Hon. Ralph R. Mabey on In re Excel Innovations

Hon. Ralph R. Mabey on In re Excel Innovations

 
The courts of appeals do not agree on the standard for issuing an injunction to stay litigation against a nondebtor party. Many lower courts have followed the lead of the Fourth Circuit in granting a section 105 injunction against litigation that interferes with the reorganization of the debtor. In a case of first impression, In re Excel Innovations, however, the Ninth Circuit has rejected this standard, holding that the traditional preliminary injunction standard applies in bankruptcy cases. In this Expert Commentary, the Hon.
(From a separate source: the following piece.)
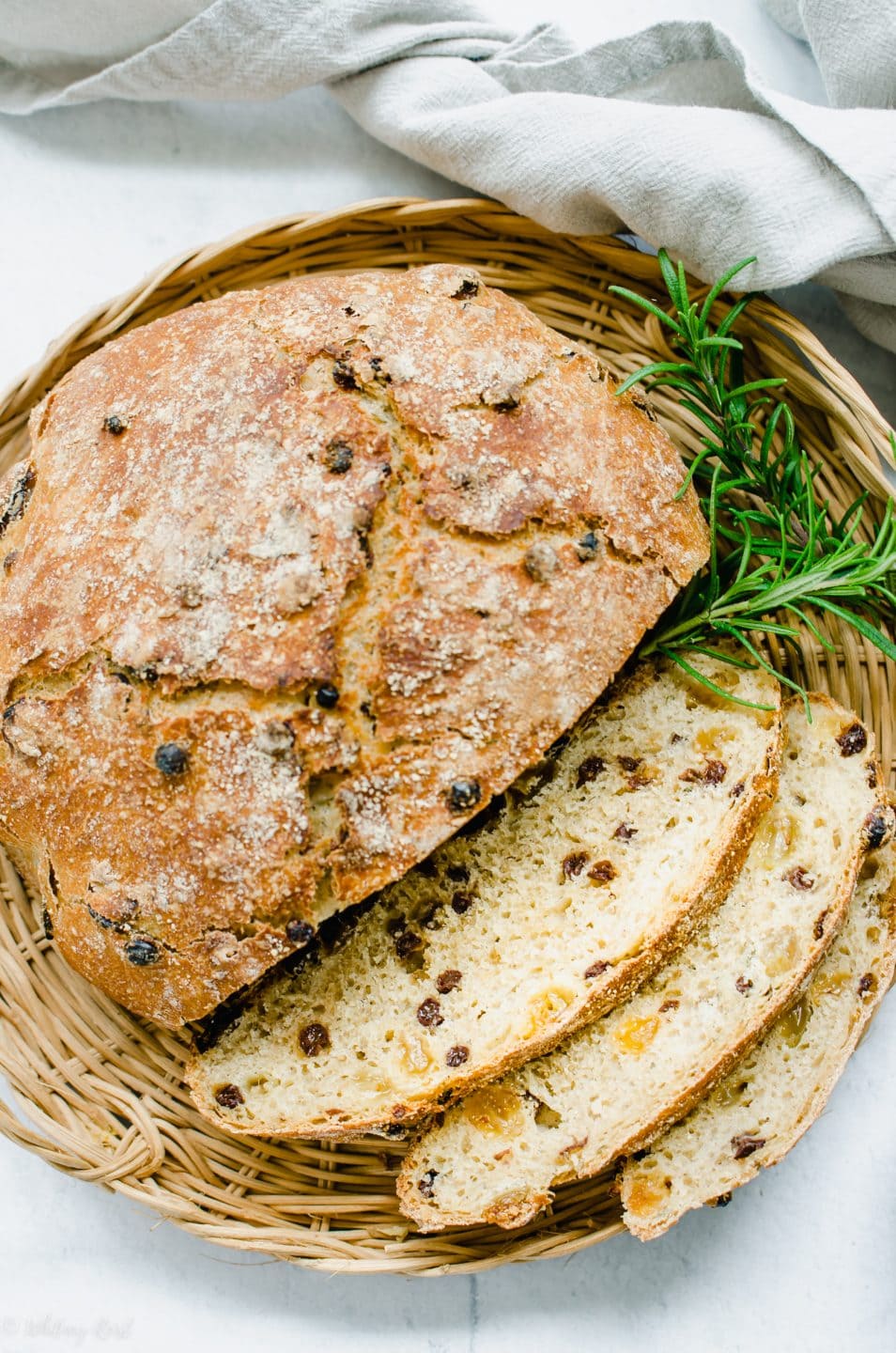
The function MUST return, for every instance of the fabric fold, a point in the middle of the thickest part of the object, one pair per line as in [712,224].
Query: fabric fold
[675,132]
Ralph R. Mabey speculates as to the reasons for the disconnect between the approaches of the lowers courts in this case (which followed the Fourth Circuit) and the Ninth Circuit and concludes that it may simply reflect the fact that appellate judges are far removed from the immediate practical considerations facing bankruptcy court judges as they manage large, complex cases.
 
Judge Mabey writes: “The financial, legal, or liquidity crisis that forces a company to seek protection under the Bankruptcy Code often also spawns litigation by creditors or shareholders against the directors and officers of the debtor. Even when the debtor is not a party to the action or the matter has been automatically stayed against the debtor, litigation against the directors and officers may be disruptive to the debtor, especially during the early stages of a chapter 11 case, or costly to the bankruptcy estate, either due to dissipation of shared insurance coverage between the debtor and the directors and officers or due to the expense and burden of responding to discovery. As a result, it is common for the debtor or the individual directors and officers to request the bankruptcy court to enjoin or stay the litigation against the nondebtor parties.
 
More than twenty years ago, the Court of Appeals for the Fourth Circuit in two published opinions in the A.H. Robins bankruptcy cases established a comprehensive standard for enjoining litigation against nondebtor parties. [citations omitted]. In [A.H. Robins Co. v. Piccinin, 788 F.2d 994 (4th Cir.)], the Fourth Circuit found four independent grounds for staying or enjoining litigation against nondebtor parties, two of which were based on the extension of the automatic stay under subsections 362(a)(1) and (a)(3) of the Bankruptcy Code and two of which were based on an injunction issued under the authority of section 105(a) of the Bankruptcy Code and 28 U.S.C. § 1334.”